Sabes que un virus no toma decisiones, tanto como que las decisiones tienen consecuencias. También los arbitrios. Has comprobado que la fatalidad de la enfermedad y las medidas políticas son dos fenómenos independientes se mire por donde se mire. A pesar de ello, no has quemado ningún contenedor, no has pateado ninguna papelera ni has rodeado la sede de ningún partido político para protestar. No es tu estilo. Tampoco, siquiera por aquello de usar la misma moneda, has respondido llamando colaboracionistas a quienes te difaman con una liberalidad tan inconsciente como peligrosa. Los que te acusan de irresponsable por contradecir unas normas totalitarias, cuando lo irresponsable es no hacerlo. Los que, con tal de seguir las caprichosas imposiciones de unos gobernantes que demuestran día tras día su indiferencia por aquellos que tratan como súbditos, son capaces de perder su puesto de trabajo, el sustento de su familia, sin dar la más mínima batalla, autómatas, insultando a quien lo hace.
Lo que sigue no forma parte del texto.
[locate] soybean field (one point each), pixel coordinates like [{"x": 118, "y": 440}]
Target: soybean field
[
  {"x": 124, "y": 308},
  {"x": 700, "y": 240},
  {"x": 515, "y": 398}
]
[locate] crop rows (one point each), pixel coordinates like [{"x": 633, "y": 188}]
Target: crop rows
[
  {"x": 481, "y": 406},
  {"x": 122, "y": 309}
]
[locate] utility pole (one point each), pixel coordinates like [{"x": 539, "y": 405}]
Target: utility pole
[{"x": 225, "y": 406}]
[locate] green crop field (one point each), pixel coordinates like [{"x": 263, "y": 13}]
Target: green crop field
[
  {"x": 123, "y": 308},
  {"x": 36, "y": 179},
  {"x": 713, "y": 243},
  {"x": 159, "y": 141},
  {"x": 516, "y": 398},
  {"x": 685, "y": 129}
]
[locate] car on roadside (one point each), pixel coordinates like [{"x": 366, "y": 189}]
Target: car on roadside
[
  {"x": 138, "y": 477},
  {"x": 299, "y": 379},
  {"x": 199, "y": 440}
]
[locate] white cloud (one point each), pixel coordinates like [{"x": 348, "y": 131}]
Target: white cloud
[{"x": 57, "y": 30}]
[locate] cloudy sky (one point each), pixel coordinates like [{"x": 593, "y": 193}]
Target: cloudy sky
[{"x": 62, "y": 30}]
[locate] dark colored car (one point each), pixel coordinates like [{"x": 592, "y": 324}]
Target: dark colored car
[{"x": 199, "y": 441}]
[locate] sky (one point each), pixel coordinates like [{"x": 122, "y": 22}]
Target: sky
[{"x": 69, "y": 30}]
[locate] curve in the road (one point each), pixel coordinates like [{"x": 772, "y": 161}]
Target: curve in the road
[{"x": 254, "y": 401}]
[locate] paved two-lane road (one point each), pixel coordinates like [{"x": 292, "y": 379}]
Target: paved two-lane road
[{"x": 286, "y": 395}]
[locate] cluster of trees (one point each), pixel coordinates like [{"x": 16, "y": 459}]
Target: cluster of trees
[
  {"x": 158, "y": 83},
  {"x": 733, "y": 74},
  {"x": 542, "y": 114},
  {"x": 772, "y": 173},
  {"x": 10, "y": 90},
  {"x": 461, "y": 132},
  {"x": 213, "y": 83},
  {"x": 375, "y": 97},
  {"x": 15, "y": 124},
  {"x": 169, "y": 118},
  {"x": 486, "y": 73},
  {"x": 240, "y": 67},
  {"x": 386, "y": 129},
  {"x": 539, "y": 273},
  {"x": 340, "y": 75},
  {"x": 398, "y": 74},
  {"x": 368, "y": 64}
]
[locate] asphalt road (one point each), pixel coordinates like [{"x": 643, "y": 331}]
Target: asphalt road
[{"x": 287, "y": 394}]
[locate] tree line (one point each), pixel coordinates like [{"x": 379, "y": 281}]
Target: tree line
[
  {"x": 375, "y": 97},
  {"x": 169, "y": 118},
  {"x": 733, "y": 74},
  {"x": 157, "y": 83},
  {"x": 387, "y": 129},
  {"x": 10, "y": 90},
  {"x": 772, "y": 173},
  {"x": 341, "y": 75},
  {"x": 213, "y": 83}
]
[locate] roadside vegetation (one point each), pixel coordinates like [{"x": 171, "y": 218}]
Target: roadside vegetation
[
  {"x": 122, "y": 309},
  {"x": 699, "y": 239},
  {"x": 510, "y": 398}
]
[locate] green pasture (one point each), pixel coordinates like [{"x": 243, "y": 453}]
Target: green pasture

Los que llevan un año y medio sin abrazar a sus mayores, como si sus mayores no vivieran de cariño. Los que te señalan desde la ventana por tu bien. Los que te delatan por tu salud. Los supersticiosos que pasean por la playa sin nadie alrededor con la cara tapada en nombre de la ciencia. Los que creen a quien sabe que les miente. Los inconscientes que te acusan de negar la realidad. Los agentes de la autoridad que abusan de la autoridad de la que sólo son agentes. Los tontos útiles que hacen más que cualquier tirano por imponer un régimen liberticida.
A pesar de ellos, siempre es hora de señalar lo evidente por obvio que parezca. De defender que, aunque chapoteemos en el reduccionismo materialista, los seres humanos somos muchísimo más que un saco de células luchando contra un virus. Es lo que menos somos. De decir que el totalitarismo no cura. Al contrario: debilita en lo espiritual, en lo moral y en lo físico, creando un terreno fértil para la enfermedad. De saber que la libertad es el estado natural del alma, indispensable para la salud. Que la pena mata. Que la Verdad es verdad.
Querido negacionista, te llamen lo que te llamen, siempre es mejor negar la tiranía que colaborar con ella.